Molecule Generation Using Variational Autoencoders

Primary LanguagePythonMIT LicenseMIT

Molecular Generation With Variational Auto Encoding and Generative Adversarial Neworks

Developer Notes :

  • This Project Is a work in progress
  • Data has been preprocessed for use with machine learning. It is not included in this repo as it is 500mb+


Project Pipeline The project consists of the following main components :

  1. Preprocessing - A dataset of smiles is sorted and processed by accessing the dataset of smiles, rescaling and normalising the molecules so trained models has less representations and relationships to learn.

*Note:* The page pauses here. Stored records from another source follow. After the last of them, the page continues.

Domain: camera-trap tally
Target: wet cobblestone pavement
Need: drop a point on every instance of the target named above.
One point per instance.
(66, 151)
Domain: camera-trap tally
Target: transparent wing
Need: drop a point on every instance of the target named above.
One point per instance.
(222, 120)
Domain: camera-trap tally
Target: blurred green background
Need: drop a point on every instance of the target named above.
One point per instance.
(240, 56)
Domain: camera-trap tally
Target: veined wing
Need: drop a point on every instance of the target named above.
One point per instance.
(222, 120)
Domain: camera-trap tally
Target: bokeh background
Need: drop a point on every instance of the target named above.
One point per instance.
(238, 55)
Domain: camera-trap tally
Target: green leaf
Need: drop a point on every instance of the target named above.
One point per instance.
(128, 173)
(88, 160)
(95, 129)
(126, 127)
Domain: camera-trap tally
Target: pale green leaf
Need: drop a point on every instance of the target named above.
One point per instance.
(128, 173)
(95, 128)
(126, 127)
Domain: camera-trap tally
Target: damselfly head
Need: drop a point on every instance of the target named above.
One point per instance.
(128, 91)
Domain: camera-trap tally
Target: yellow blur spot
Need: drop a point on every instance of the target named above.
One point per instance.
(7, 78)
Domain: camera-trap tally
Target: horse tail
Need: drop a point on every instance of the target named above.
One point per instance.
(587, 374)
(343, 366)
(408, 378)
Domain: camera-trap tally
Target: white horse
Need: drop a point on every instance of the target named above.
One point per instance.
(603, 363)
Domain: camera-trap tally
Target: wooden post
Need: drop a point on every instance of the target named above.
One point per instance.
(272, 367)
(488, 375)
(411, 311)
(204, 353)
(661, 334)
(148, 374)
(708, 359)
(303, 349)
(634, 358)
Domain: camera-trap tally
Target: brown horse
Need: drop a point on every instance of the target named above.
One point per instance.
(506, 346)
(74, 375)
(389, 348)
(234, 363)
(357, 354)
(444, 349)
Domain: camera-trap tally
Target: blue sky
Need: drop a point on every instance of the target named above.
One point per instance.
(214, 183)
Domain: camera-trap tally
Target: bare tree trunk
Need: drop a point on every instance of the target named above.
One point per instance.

This will improve the accuracy.

----- Work In Progress -----

  1. Training - Training is currently done using either a Vartiational Auto Encoder or Generative Adversaral Network.

  2. New Molecules Generation - New molecules are generated.

A more detailed documentation of features will be updated soon.


  1. Clone the repository:

    git clone https://github.com/DanielFlockhart/Molecular-Generation.git
  2. Navigate to the project directory:

    cd Molecular-Generation
  3. Install the required dependencies:

    pip install -r requirements.txt


  1. Code is not yet set up with User Interface for usage - Will update README.md at a later stage

  2. To Preprocess data

       cd src
       python main.py
       ------------------------- Initialising -------------------------
       ------------------------- Preprocessing Data -------------------------
       ------------------------- Downloading Images -------------------------
       100%|████████████████████████████████████| 48167/48167 [06:09<00:00, 130.33it/s]
       ------------------------- Scaling Images -------------------------
       100%|████████████████████████████████████| 47471/47471 [04:02<00:00, 195.92it/s]
       ------------------------- Preprocessing Summary -------------------------
       Generated From Smiles        : 98.55502730084913%
       Bound Used                   : 617.0
       Amount of Images Above Bound : 902/47471


Contributions to this project are welcome! If you have any suggestions, improvements, or new features to propose, please submit a pull request. You can also report any issues or bugs by opening an issue on the project's GitHub repository.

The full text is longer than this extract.